Toisón en premio a lo hecho, a lo padecido y a lo olvidado.

Un año después, el Rey habló con Adolfo hijo:

—Como tu padre no puede venir a Zarzuela, iremos la Reina y yo a llevárselo.

—Majestad, le advierto que no los reconocerá, ni sabrá qué es un Toisón, ni podrán tener con él un diálogo coherente.

Fueron a última hora de la mañana a casa de los Suárez en La Florida.

El Rey, muy expresivo, extendió los brazos para acogerle:

—¡Adolfo!

Suárez, pantalón beis y camisa de rayas tenues un poco remangada, se contrajo a la defensiva. No se dejaba tocar más que por sus hijos o por su cuidador. Como veía cierta expectación respetuosa en torno a los visitantes, sobre todo al hombre grandullón, le preguntó con recelo:

—¿Y tú quién eres? ¿Vienes también a buscar dinero?

—Sí, claro, vengo a buscar dinero donde sé que lo hay. —El Rey se echó a reír.

—Pero ¿quién eres?

El Rey tuvo un chispazo de intuición, una luz de alerta. Iba a decir «soy el Rey», pero no lo dijo. Hizo un quiebro rápido:

—Soy… tu amigo.

Le echó el brazo por los hombros y se le llevó hacia el fondo del jardín… Los dos hombres se alejaron juntos, solos. Suárez no le reconoció, no le identificó. Ese brazo del Rey rodeando los hombros y la espalda del caballero Suárez era como el collar del Toisón, pero de carne y hueso.
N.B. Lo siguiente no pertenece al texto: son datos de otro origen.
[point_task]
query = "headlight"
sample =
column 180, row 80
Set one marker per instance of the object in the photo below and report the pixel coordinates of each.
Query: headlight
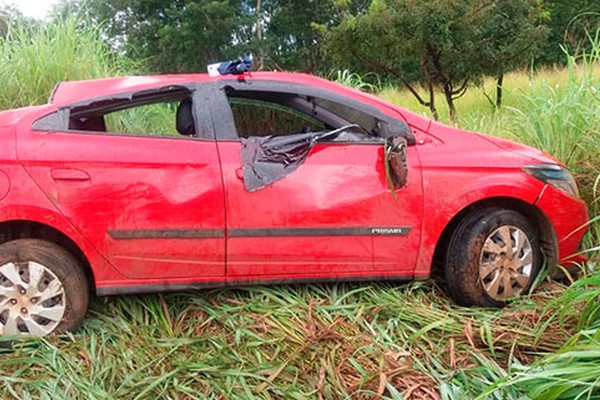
column 555, row 175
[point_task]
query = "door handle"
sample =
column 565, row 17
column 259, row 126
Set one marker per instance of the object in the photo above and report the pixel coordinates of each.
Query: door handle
column 69, row 174
column 239, row 172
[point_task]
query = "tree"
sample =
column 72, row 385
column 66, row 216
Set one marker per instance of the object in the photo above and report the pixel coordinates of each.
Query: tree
column 439, row 43
column 569, row 24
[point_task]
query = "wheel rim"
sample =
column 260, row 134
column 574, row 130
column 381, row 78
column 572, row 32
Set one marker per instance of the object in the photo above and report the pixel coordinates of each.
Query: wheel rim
column 506, row 262
column 32, row 299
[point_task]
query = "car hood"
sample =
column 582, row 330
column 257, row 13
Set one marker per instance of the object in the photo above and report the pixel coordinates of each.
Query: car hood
column 479, row 150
Si hubiese dicho «soy el Rey», quizá en la mente lisiada de Suárez y en sus capas profundas, donde los recuerdos y las impresiones duermen apaciguadas, o de repente se alborotan y luchan por recuperar su entidad, esas palabras dichas con la voz abolsada y resonante del monarca hubiesen podido desatar un turbión de emociones, de sentimientos, de historias… remover los rescoldos del olvido, despertar la memoria. Decir «soy el Rey» podría haber provocado una reacción impredecible. Mejor que fuera así.

Adolfo debió de sentirle amigo, porque se dejó llevar por aquel grandullón bien perfumado hacia ninguna parte.

El último servicio del caballero del Toisón es el olvido: no es memorioso, no tiene rencores ni números rojos; las heridas, los desgarros, dejaron una cicatriz que ya no duele, y ni siquiera recuerda quiénes se lo hicieron; ha extraviado la llave de su historia y… de la del Otro.

Esa gran desmemoria del testigo que sabía demasiado es la que le permite vivir una inocencia feliz, y al Rey le asegura dormir sin insomnios… y seguir siendo Rey.